|dc.description.abstract||In recent years there has been an extraordinary growth of large-scale data processing and related technologies in both, industry and academic communities. This trend is mostly driven by the need to explore the increasingly large amounts of information that global companies and communities are able to gather, and has lead the introduction of new tools and models, most of which are designed around the idea of handling huge amounts of data.
A good example of this trend towards improved large-scale data processing is MapReduce, a programming model intended to ease the development of massively parallel applications, and which has been widely adopted to process large datasets thanks to its simplicity. While the MapReduce model was originally used primarily for batch data processing in large static clusters, nowadays it is mostly deployed along with other kinds of workloads in shared environments in which multiple users may be submitting concurrent jobs with completely different priorities and needs: from small, almost interactive, executions, to very long applications that take hours to complete. Scheduling and selecting tasks for execution is extremely relevant in MapReduce environments since it governs a job's opportunity to make progress and determines its performance. However, only basic primitives to prioritize between jobs are available at the moment, constantly causing either under or over-provisioning, as the amount of resources needed to complete a particular job are not obvious a priori.
This thesis aims to address both, the lack of management capabilities and the increased complexity of the environments in which MapReduce is executed. To that end, new models and techniques are introduced in order to improve the scheduling of MapReduce in the presence of different constraints found in real-world scenarios, such as completion time goals, data locality, hardware heterogeneity, or availability of resources. The focus is on improving the integration of MapReduce with the computing infrastructures in which it usually runs, allowing alternative techniques for dynamic management and provisioning of resources. More specifically, it is focused in three scenarios that are incremental in its scope. First, it studies the prospects of using high-level performance criteria to manage and drive the performance of MapReduce applications, taking advantage of the fact that MapReduce is executed in controlled environments in which the status of the cluster is known.
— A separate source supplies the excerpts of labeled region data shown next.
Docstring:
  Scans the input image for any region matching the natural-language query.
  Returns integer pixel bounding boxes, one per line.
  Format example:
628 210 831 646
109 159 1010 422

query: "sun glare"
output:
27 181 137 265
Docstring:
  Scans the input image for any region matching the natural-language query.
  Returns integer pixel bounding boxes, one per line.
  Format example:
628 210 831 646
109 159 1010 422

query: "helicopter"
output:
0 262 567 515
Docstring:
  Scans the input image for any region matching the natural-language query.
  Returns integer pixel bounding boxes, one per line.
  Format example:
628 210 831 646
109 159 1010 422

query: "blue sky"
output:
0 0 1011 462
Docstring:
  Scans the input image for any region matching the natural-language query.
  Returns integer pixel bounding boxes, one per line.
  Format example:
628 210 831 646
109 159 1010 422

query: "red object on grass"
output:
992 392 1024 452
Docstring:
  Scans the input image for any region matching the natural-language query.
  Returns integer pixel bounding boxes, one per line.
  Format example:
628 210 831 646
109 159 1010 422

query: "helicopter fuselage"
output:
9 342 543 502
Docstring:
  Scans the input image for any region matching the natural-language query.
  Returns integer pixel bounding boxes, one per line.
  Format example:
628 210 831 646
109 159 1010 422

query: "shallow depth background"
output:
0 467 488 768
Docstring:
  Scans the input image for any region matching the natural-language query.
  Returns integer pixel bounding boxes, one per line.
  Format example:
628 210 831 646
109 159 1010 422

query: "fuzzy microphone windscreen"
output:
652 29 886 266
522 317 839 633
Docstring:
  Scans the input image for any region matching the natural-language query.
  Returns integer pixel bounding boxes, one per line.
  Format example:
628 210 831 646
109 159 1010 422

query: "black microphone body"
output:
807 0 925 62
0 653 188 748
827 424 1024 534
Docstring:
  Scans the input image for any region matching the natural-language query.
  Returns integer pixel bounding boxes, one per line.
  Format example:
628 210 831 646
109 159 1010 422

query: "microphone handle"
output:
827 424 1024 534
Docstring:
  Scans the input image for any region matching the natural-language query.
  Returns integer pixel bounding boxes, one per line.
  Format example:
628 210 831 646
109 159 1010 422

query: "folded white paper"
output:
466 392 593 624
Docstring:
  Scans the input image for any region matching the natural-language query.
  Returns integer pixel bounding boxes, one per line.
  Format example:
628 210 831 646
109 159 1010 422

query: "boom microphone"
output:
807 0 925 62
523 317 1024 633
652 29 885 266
Second, it examines the feasibility and benefits of making the MapReduce runtime more aware of the underlying hardware and the characteristics of applications. And finally, it also considers the interaction between MapReduce and other kinds of workloads, proposing new techniques to handle these increasingly complex environments.
Following these three items described above, this thesis contributes to the management of MapReduce workloads by 1) proposing a performance model for MapReduce workloads and a scheduling algorithm that leverages the proposed model and is able to adapt depending on the various needs of its users in the presence of completion time constraints; 2) proposing a new resource model for MapReduce and a placement algorithm aware of the underlying hardware as well as the characteristics of the applications, capable of improving cluster utilization while still being guided by job performance metrics; and 3) proposing a model for shared environments in which MapReduce is executed along with other kinds of workloads such as transactional applications, and a scheduler aware of these workloads and its expected demand of resources, capable of improving resource utilization across machines while observing completion time goals.